1st Principle Group


Gospel-centered counseling, coaching, and training

A Posture of Hope


...the garment of praise instead of a faint spirit…”

Isaiah 61:3

I have been camped out in Isaiah for the past few months working on a paper specifically looking at chapter 61. It has been a good exercise diving deeper into what was happening at the time of this prophecy and how the people hearing it would have reacted.

In the counseling world, hope is a really important piece of our lives. A lot of disorders, at their roots, have a sense of hopelessness - a belief that things will not get better; a belief that this is how it will always be.

For the Israelites, hearing the words of Isaiah 61 after returning from exile, I think a mixture of soothing calm and anxious doubt would have overwhelmed them. “We know you are telling us this will get better and we will be like kings...but our city is destroyed...we have nothing...we’ve been in exile for the past 50 years.”

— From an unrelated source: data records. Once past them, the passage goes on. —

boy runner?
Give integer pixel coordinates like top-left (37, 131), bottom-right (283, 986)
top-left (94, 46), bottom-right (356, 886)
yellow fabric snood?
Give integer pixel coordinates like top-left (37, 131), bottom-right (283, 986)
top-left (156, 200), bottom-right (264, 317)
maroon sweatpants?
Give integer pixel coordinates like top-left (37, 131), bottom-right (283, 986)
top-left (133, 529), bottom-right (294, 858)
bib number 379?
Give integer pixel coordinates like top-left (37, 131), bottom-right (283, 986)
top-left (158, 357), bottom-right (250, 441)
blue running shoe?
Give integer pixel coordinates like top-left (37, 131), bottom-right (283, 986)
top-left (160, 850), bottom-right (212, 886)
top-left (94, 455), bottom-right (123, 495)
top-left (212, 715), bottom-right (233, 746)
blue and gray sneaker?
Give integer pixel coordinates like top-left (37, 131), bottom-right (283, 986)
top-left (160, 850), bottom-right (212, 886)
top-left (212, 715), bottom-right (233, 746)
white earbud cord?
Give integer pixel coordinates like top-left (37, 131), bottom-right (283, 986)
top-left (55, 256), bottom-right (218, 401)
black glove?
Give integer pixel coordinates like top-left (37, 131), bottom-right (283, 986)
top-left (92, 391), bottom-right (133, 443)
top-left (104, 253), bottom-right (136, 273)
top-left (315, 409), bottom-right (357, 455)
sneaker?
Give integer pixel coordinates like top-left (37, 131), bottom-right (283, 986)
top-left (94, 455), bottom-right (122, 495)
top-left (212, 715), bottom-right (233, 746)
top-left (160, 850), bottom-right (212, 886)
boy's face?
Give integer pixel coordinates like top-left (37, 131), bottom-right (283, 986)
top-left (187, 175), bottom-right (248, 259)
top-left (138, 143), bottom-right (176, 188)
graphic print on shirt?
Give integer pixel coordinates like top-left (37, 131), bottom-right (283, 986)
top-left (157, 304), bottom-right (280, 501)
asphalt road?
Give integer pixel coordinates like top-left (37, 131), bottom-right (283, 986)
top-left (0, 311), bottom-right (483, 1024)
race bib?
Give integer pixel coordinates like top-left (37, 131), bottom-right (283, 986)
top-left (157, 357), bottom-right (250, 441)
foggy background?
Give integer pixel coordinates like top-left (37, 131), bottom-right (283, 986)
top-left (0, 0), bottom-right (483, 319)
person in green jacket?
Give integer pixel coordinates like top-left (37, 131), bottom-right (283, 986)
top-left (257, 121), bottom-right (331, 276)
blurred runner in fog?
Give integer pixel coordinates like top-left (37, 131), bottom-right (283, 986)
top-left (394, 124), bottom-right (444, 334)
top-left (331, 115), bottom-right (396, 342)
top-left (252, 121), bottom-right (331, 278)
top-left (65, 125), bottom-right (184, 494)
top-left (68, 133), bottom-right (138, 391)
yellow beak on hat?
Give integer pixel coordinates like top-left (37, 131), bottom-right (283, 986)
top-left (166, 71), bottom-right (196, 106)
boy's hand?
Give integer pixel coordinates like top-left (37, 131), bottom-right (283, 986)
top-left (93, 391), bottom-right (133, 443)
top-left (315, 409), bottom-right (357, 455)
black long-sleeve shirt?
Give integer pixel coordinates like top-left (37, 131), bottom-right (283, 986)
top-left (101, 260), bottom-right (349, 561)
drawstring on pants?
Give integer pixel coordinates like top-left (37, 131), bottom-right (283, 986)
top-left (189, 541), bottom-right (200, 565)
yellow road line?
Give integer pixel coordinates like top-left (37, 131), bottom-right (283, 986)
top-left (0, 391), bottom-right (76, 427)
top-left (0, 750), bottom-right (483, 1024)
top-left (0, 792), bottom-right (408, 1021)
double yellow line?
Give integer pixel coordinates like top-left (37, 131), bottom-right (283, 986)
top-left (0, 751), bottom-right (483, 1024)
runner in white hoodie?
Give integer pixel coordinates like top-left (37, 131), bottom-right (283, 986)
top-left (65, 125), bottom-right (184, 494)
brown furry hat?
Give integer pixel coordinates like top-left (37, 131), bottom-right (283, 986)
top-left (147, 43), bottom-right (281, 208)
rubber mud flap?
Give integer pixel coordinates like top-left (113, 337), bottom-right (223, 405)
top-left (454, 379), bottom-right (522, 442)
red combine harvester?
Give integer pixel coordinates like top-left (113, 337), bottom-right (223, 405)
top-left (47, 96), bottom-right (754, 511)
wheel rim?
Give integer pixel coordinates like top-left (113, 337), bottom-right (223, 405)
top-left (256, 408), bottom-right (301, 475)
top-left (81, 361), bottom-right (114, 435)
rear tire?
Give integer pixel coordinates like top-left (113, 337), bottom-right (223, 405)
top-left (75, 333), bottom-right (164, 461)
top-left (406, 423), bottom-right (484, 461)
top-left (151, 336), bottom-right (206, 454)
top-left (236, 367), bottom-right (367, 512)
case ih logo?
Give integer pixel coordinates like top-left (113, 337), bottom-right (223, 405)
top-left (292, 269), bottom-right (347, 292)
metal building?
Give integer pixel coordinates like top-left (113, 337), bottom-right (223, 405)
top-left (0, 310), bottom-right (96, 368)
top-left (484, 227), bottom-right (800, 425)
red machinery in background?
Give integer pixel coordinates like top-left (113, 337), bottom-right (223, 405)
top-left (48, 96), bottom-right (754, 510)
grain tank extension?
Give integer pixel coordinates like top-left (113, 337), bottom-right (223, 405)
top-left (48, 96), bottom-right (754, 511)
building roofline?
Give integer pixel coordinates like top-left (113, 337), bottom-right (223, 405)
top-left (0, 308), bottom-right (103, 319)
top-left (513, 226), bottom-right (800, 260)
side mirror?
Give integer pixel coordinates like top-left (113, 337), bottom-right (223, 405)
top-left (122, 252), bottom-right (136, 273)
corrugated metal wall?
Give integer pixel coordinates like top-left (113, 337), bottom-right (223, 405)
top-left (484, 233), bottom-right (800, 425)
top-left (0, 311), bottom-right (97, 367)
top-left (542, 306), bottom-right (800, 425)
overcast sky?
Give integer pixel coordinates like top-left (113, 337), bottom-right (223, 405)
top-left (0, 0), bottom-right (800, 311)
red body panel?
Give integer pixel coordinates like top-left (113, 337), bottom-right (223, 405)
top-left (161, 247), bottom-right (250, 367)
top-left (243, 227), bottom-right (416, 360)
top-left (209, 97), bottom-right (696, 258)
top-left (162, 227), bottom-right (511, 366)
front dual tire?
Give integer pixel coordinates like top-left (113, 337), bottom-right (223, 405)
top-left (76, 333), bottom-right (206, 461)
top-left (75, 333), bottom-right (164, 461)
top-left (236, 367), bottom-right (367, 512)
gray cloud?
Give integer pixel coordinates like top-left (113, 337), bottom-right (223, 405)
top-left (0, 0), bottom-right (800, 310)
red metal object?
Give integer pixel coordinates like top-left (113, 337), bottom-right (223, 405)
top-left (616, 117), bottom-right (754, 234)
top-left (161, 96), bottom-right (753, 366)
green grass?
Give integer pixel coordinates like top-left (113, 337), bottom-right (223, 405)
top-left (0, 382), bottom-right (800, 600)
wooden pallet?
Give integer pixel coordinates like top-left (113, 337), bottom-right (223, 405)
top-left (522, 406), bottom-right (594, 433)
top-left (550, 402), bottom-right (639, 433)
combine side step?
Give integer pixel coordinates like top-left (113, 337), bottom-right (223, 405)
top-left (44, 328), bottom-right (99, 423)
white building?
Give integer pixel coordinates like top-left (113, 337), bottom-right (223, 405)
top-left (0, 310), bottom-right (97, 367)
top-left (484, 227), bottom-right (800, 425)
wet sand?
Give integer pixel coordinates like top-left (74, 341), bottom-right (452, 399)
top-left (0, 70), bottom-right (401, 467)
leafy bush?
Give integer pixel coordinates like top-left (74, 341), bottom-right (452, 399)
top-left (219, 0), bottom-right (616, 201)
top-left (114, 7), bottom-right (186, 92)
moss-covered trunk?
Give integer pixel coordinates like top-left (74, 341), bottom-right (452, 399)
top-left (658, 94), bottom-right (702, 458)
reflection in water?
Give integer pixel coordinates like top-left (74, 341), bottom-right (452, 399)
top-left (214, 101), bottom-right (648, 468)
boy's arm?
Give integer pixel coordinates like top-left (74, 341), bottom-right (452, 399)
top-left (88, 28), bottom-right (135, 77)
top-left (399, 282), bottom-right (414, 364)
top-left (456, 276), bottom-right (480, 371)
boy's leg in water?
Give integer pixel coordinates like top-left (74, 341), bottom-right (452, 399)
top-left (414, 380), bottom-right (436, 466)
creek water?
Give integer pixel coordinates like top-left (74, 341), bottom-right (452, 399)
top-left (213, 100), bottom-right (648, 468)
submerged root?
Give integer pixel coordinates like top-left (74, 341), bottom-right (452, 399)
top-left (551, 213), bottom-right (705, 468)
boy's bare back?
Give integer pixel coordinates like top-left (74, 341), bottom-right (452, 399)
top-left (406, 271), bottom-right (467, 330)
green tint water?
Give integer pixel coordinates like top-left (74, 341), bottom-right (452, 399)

I often forget the importance of hope. In session, I can listen to the laundry list of terrible pain and hurt each client has faced (and objectively, I have heard some awful lists). Even though I have been around it frequently, it still hits me hard when I can sense the hopelessness in another’s words. “Oh well...this is the way it’s always been…it will never get any better.”

The importance of instilling hope in each other’s lives is misunderstood. We use hope like a quick-fix solution to a problem - “Don’t worry! It will get better!” we say through gritted teeth knowing we, ourselves, do not believe it. We forget that hope is a choice that takes work to foster. It takes a willingness to acknowledge where things are today, and where they could be tomorrow. It cuts cynicism down to size. It is not frivolous and naive; it is realistic and honest.

As we prepare to enter this advent season, and focus next week on being thankful, I want to push my heart into more spaces of hope. Hope for my clients who have been depressed for 30 years...Hope for my friends who have seen more pain than they know what to do with...Hope for the marriages that are crumbling...Hope for the promise that God’s people will be more like his kingdom each day.

Let us learn to practice a posture of hope.